Granulomatous Tubulointerstitial Nephritis Preceding a Diagnosis of Polyarteritis Nodosa

Session Information

Category: Acute Kidney Injury

  • 102 AKI: Clinical‚ Outcomes‚ and Trials


  • Crane, Clarkson, University of California San Diego School of Medicine, La Jolla, California, United States
  • Karl, Bethany E., University of California San Diego School of Medicine, La Jolla, California, United States

The systemic vasculitides are classified based on the size of the vessels involved and ANCA vasculitis is the most common to involve the small vessels of the kidney. Granulomatous tubulointerstitial nephritis (TIN) without glomerular involvement has been described in ANCA vasculitis but is not commonly reported with medium vessel vasculitis. We present a case of necrotizing granulomatous TIN associated with systemic polyarteritis nodosa (PAN).

Case Description

A 71-year-old female was admitted with a two-day history of purpuric lower extremity rash, abdominal pain, and AKI (serum creatinine 1.8 mg/dL from baseline 0.6 mg/dL). There was initially concern for IgA vasculitis and prednisone was started. A skin biopsy revealed leukocytoclastic vasculitis but negative IF. A kidney biopsy was notable for necrotizing granulomatous TIN but otherwise unremarkable appearance of the glomeruli.

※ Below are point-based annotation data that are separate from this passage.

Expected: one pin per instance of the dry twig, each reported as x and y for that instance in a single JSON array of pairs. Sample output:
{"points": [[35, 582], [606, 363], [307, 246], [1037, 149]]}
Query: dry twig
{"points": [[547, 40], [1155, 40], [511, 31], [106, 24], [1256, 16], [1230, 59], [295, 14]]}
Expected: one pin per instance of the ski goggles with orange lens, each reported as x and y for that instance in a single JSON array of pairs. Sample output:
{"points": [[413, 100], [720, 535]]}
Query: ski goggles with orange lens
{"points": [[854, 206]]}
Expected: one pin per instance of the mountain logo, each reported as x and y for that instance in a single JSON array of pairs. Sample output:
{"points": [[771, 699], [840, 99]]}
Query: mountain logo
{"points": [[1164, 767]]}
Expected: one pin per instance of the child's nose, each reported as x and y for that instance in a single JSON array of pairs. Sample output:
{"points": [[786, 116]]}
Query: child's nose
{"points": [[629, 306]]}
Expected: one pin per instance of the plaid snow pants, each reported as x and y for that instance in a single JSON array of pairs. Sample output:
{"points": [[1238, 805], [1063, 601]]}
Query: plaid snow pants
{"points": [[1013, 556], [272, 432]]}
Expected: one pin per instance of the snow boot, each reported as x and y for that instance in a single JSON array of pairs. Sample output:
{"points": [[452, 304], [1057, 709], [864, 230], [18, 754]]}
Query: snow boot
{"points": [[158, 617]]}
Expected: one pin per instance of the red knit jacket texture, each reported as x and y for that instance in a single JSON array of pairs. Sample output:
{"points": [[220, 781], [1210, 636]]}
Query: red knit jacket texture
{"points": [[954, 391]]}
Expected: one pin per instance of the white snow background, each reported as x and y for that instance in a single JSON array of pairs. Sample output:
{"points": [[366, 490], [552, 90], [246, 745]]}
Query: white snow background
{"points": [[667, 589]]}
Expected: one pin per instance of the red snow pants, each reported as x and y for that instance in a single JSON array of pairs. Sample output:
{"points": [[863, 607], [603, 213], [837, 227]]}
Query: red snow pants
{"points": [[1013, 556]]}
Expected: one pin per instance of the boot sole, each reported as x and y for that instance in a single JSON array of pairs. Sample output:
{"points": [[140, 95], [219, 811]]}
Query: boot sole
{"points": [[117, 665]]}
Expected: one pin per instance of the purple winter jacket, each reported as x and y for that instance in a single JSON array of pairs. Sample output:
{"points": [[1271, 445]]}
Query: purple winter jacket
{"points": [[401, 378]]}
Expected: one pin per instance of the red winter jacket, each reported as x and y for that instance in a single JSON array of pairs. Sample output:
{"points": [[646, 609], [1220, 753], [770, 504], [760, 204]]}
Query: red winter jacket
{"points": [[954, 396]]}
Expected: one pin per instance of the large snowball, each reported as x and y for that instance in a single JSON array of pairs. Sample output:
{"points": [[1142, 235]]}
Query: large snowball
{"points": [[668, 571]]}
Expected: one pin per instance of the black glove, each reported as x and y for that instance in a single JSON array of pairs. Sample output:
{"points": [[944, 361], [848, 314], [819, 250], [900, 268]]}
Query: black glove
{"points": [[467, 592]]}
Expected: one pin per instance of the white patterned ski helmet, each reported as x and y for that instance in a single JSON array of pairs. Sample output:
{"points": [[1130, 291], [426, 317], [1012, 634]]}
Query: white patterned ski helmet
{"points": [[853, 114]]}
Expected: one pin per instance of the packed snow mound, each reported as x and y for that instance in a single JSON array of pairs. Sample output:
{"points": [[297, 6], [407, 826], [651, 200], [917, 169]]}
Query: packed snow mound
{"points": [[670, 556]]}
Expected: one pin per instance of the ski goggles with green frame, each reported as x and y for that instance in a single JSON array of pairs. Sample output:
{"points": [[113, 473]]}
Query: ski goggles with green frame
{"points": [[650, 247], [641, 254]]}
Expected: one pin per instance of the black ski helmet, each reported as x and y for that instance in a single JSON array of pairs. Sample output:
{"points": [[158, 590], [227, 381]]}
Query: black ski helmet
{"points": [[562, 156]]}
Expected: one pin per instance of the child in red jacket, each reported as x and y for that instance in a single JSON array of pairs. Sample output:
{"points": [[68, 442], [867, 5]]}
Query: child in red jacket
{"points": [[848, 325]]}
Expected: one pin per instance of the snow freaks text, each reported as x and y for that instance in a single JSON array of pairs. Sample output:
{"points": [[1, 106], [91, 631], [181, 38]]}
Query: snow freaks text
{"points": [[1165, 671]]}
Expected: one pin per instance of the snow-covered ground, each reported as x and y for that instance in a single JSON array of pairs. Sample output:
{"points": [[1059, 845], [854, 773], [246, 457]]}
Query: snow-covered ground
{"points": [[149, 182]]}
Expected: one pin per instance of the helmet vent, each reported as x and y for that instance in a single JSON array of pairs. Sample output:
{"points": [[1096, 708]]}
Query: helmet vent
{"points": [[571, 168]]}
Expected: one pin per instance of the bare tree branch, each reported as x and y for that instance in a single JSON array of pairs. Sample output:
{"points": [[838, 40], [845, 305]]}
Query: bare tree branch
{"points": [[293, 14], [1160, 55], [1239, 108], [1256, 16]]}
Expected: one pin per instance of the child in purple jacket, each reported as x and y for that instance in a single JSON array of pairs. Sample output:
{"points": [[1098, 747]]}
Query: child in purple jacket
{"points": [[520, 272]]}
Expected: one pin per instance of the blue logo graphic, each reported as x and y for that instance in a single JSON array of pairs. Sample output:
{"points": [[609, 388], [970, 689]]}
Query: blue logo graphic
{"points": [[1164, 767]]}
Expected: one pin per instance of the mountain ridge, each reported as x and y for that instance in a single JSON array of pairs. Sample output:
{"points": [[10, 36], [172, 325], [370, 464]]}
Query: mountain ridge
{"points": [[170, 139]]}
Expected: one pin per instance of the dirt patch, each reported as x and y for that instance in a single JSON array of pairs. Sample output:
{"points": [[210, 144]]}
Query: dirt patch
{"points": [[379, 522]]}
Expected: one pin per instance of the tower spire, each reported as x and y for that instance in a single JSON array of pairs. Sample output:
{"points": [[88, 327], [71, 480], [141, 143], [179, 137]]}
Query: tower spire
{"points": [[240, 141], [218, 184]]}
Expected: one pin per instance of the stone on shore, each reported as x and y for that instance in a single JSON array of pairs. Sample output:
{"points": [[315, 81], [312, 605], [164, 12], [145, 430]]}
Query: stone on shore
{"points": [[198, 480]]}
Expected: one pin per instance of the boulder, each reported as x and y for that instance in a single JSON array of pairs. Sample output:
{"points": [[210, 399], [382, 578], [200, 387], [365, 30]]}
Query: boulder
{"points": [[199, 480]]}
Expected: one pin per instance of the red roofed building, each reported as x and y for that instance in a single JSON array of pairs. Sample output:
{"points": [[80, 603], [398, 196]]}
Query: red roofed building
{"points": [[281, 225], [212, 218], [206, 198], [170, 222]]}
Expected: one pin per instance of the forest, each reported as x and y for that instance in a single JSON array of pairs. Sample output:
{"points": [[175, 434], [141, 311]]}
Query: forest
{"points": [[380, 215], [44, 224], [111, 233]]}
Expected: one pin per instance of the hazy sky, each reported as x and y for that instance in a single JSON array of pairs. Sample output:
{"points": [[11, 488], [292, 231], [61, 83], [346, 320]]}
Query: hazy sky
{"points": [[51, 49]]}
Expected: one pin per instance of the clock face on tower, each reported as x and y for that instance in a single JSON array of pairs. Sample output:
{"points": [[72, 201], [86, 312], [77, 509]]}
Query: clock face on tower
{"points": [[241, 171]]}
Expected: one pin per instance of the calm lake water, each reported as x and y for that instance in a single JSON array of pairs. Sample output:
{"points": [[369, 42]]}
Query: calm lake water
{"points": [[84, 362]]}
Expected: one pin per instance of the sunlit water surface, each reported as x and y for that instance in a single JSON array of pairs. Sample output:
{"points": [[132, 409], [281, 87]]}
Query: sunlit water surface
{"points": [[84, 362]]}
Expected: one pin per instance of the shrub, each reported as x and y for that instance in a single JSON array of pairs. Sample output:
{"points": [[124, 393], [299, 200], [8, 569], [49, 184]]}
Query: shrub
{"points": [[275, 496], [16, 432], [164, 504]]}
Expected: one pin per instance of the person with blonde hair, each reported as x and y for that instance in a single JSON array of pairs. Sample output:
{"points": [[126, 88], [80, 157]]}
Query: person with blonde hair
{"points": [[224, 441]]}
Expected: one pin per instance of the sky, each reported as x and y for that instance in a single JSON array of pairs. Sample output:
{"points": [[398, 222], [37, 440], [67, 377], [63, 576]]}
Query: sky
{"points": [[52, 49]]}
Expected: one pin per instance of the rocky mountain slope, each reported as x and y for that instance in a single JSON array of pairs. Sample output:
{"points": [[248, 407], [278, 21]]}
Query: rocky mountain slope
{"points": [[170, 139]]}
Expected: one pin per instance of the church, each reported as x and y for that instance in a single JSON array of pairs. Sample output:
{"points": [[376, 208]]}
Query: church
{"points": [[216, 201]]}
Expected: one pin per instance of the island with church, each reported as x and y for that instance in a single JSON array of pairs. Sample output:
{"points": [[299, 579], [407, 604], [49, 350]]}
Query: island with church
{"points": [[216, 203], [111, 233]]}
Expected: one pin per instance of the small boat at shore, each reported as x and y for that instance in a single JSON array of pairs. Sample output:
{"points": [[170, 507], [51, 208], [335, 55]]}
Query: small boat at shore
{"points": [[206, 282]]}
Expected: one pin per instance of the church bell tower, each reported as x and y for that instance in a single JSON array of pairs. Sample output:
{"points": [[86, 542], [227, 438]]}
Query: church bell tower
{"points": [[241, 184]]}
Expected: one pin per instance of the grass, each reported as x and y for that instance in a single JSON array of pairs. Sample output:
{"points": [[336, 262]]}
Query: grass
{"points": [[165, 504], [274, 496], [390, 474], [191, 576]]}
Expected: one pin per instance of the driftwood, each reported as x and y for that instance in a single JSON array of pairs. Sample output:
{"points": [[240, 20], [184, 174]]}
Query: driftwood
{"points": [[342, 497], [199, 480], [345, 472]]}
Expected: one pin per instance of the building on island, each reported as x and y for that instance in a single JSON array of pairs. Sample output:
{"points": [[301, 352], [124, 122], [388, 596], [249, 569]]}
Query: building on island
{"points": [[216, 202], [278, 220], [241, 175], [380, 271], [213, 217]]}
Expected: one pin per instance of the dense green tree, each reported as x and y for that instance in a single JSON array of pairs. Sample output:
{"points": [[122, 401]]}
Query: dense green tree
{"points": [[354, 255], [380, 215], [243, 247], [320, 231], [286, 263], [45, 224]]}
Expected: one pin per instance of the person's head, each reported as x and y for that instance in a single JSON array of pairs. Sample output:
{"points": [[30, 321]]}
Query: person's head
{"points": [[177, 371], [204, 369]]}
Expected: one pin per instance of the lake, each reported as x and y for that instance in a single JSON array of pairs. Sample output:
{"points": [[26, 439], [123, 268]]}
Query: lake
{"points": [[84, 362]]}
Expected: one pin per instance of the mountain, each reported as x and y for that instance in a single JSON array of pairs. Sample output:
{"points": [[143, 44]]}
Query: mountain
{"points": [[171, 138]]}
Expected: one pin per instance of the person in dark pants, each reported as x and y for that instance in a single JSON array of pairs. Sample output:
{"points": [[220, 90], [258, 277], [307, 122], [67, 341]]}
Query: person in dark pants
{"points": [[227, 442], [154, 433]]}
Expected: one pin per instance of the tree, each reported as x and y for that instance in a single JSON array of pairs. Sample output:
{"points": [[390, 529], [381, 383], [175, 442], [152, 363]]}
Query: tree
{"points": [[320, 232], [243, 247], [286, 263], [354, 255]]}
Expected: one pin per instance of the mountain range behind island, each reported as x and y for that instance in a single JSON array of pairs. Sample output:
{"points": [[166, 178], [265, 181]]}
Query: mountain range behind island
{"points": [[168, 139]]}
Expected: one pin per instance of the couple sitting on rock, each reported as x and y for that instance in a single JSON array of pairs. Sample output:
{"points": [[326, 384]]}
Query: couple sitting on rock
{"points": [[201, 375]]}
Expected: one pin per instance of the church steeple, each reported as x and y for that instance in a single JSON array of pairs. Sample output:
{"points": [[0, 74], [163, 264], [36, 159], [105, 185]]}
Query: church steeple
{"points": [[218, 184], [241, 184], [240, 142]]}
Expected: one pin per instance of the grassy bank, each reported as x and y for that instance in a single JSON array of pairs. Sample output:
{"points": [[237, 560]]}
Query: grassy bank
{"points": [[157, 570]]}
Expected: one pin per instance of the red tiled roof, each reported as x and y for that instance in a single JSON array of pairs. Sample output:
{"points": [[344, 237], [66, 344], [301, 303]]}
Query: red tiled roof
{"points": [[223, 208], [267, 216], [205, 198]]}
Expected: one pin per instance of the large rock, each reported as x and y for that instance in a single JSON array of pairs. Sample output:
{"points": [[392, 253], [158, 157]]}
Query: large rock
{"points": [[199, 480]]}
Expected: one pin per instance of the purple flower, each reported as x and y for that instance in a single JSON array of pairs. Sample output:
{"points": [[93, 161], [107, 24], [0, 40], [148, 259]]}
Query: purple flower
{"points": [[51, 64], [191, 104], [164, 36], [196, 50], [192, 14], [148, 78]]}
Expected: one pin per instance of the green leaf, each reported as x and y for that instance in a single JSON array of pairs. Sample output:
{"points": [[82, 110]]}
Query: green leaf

As her AKI and overall clinical status worsened, she was started on HD. Due to worsening liver function, a liver biopsy was done showing neutrophilic inflammation but no granulomas. Rheumatologic workup notable only for ANA 1:360 (normal complements, negative ANCA, MPO, PR3, RF, cryoglobulins). Infectious workup (TB, fungal, and parasitic) was unremarkable. There was neither NSAID nor antibiotic exposure prior to the kidney biopsy. Only home medication was losartan. She received dose 2 of Moderna COVID-19 vaccination 4 weeks prior.

Her kidney function improved and dialysis was stopped, however, she developed a new foot drop. A sural nerve biopsy showed necrotizing vasculitis of a medium sized vessel. The clinical picture was felt to be most consistent with PAN. Her steroid dose was increased and she started Cytoxan per CYCLOPS protocol with subsequent clinical improvement.


There are few prior reports of isolated TIN associated with PAN and there are often confounding exposures that can potentially explain AIN. In the present case, the early histologic diagnosis of TIN in the absence of known exposures suggests the TIN is likely associated with, and potentially secondary to, the concurrent vasculitic process. Clinically, her presentation may represent a small and medium vessel vasculitis overlap syndrome as her pathology was not entirely consistent with an ANCA-negative pauci-immune vasculitis nor PAN. Alternatively, the TIN may simply be a response to the systemic inflammatory condition.